How safe is your data on cloud-based technology services?

Consider the following trends forecasted by IDC, Gartner, Microsoft and other research consultancies recently:

  • Morgan Stanley predicts Microsoft cloud products will be 30% of revenue by 2018
  • In 2015, Amazon Web Services generated $7.88B in revenue with Q4 2015, up 69% over last year
  • Worldwide spending on public cloud services will grow at a 19.4% compound annual growth rate from nearly $70B in 2015 to more than $141B in 2019.

But, a very dark cloud of uncertainty has hung over this growth and optimism for the last couple of years. American technology giants have been embroiled in a power struggle with the United States government over when authorities get to see and use the digital data that the companies collect.

In late 2013, the U.S. Department of Justice served Microsoft with a criminal search warrant under the Stored Communications Act, seeking all content associated with a specific email account held on the company’s servers in Dublin.

Microsoft refused, claiming that the emails belong to the user and not to Microsoft. John Frank, Microsoft’s vice president for EU government affairs, said in an interview; “When a person stores his or her most personal information in the cloud, it should be entitled to the same protection as the same information stored on paper in a desk drawer, or in a sealed letter, or on the hard drive of a computer.”

You can see the implications here if you are considering cloud-based services for your business. Having your own or your customers’ private and confidential data at risk may be a deal breaker, no matter what the cost saving and other benefits may be.

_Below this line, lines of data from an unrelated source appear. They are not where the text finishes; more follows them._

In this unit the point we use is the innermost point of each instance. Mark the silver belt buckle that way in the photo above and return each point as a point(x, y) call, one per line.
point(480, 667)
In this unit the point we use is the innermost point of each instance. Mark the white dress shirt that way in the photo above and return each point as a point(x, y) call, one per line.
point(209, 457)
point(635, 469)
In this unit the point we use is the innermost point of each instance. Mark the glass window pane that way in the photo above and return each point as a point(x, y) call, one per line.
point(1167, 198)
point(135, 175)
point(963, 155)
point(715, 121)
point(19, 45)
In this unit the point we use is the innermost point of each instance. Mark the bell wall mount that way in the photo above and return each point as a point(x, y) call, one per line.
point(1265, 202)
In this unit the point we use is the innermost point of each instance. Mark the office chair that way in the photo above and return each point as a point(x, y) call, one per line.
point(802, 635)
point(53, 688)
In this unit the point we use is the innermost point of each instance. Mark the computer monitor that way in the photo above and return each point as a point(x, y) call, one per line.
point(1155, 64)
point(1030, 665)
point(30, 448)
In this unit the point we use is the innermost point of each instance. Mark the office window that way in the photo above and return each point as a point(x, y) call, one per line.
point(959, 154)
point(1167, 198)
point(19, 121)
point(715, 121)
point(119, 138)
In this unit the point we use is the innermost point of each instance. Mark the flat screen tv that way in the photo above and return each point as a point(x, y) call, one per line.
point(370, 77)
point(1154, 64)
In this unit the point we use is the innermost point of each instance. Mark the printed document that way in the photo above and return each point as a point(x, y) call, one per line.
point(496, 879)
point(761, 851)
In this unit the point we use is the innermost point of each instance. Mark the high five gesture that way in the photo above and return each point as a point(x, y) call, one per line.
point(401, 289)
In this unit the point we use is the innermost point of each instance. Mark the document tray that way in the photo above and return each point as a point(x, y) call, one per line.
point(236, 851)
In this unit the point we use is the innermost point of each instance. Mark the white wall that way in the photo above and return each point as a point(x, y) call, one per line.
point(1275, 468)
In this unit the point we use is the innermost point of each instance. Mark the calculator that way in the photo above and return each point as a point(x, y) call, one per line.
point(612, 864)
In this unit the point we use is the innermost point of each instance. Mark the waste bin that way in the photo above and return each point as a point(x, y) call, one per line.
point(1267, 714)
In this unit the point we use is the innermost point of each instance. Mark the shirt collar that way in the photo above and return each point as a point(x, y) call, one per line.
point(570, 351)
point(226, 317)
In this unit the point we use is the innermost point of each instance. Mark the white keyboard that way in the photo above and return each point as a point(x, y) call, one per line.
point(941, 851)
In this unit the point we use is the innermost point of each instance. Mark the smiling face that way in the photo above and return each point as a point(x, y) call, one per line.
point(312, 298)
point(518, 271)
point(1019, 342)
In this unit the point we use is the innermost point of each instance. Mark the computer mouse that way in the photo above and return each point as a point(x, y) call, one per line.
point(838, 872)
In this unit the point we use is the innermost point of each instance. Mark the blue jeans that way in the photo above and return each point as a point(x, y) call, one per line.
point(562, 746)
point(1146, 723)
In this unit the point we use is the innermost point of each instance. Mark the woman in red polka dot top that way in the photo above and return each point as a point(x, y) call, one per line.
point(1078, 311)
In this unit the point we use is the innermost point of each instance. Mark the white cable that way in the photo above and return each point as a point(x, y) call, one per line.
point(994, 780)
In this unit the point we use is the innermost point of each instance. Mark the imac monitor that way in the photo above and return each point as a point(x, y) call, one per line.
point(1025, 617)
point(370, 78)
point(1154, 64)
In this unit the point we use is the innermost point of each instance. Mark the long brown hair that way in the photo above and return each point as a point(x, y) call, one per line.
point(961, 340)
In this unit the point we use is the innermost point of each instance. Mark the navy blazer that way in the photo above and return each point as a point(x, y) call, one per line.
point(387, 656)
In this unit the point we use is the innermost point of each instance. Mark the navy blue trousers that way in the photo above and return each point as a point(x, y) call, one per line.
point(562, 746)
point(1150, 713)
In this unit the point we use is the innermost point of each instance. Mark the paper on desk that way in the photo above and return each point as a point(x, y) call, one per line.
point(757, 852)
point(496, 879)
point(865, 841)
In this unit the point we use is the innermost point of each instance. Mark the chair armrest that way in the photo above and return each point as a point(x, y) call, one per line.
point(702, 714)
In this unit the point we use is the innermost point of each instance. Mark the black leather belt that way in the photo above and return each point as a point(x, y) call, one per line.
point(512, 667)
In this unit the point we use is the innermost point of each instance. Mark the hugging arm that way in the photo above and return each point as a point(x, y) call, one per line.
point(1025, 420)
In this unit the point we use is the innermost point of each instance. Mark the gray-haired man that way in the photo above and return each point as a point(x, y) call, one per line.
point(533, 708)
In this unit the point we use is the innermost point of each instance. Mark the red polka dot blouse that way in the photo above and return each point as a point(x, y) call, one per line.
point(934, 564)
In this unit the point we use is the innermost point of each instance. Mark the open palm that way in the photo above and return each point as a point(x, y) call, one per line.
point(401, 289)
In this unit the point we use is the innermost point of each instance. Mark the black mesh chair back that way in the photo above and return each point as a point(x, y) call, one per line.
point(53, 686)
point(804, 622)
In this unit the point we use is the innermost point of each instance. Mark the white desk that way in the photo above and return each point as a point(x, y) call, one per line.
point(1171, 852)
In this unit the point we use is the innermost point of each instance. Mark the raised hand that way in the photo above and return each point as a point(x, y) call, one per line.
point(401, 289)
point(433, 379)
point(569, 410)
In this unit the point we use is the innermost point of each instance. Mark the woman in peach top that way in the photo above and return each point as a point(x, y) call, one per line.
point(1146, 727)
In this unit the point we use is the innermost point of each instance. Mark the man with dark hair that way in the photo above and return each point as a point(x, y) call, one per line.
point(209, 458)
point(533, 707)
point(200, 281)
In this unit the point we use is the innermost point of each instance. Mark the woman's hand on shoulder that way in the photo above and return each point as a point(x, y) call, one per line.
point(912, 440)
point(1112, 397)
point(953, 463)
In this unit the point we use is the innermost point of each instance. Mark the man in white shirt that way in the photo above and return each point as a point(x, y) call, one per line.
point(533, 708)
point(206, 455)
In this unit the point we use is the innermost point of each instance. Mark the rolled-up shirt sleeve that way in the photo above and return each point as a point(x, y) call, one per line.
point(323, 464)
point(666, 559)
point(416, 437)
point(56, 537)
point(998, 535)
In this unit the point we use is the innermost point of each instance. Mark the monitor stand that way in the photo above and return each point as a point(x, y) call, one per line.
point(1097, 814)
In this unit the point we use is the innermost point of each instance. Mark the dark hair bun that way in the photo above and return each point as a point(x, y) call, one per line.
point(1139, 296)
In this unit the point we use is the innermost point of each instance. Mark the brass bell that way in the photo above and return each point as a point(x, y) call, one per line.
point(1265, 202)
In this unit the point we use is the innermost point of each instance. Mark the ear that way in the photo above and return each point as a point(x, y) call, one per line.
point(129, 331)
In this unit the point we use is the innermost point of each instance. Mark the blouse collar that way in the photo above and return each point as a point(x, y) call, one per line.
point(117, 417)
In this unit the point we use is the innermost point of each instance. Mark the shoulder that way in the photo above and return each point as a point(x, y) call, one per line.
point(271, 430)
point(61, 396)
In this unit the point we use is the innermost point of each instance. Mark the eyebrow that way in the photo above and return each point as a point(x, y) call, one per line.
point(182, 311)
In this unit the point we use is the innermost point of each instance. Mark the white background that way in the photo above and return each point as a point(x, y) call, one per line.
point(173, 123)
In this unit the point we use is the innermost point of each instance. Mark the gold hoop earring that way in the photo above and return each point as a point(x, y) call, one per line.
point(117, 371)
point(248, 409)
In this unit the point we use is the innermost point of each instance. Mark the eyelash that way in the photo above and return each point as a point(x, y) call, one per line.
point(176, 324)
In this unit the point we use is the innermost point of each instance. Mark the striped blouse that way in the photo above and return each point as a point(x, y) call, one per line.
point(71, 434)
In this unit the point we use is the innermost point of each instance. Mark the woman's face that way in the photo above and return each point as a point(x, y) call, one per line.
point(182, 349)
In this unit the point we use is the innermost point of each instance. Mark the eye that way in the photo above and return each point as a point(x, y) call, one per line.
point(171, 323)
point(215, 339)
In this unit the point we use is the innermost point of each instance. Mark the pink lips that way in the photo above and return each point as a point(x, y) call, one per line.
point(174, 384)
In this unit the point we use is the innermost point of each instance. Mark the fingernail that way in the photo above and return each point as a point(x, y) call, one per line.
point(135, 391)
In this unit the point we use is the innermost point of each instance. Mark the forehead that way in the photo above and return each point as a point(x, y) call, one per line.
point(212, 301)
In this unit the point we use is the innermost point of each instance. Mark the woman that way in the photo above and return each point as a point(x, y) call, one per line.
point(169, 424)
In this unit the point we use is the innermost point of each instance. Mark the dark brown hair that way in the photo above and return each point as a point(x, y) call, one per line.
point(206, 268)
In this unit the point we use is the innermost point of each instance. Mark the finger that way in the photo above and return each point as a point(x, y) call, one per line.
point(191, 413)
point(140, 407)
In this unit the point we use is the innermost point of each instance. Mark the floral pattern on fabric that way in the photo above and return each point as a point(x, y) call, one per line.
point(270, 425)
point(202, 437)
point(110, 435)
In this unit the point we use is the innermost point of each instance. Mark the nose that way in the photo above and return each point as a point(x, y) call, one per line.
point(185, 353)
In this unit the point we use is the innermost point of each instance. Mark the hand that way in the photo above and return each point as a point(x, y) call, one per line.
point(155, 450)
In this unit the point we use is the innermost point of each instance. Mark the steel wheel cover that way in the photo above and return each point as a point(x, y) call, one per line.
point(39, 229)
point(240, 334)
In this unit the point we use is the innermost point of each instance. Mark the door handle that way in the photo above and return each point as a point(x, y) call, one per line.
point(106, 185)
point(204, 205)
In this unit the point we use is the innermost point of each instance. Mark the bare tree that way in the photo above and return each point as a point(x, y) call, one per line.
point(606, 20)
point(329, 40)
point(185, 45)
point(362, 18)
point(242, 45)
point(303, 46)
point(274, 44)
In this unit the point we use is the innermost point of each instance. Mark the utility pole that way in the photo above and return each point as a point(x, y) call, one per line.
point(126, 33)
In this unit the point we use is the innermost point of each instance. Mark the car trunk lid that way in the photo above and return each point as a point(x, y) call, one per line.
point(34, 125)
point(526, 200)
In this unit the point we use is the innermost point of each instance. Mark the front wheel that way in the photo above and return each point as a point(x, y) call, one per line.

However, in a recent case (Warrant to Search a Certain E-Mail Account Controlled and Maintained by Microsoft Corp, 2nd U.S. Circuit Court of Appeals, No. 14-2985), Microsoft successfully prevented the U.S. government from forcing them to hand over emails stored on Microsoft owned servers outside the United States. The case had widespread implications for the growing cloud-based technology industry. Had the United States government been successful, private data stored on U.S. company owned servers could be seized by American courts.

This does create an adverse effect where authorities are unable to access data which may assist in the investigation of criminal activities, but other avenues,such as bilateral agreements between nations, exist which can be pursued.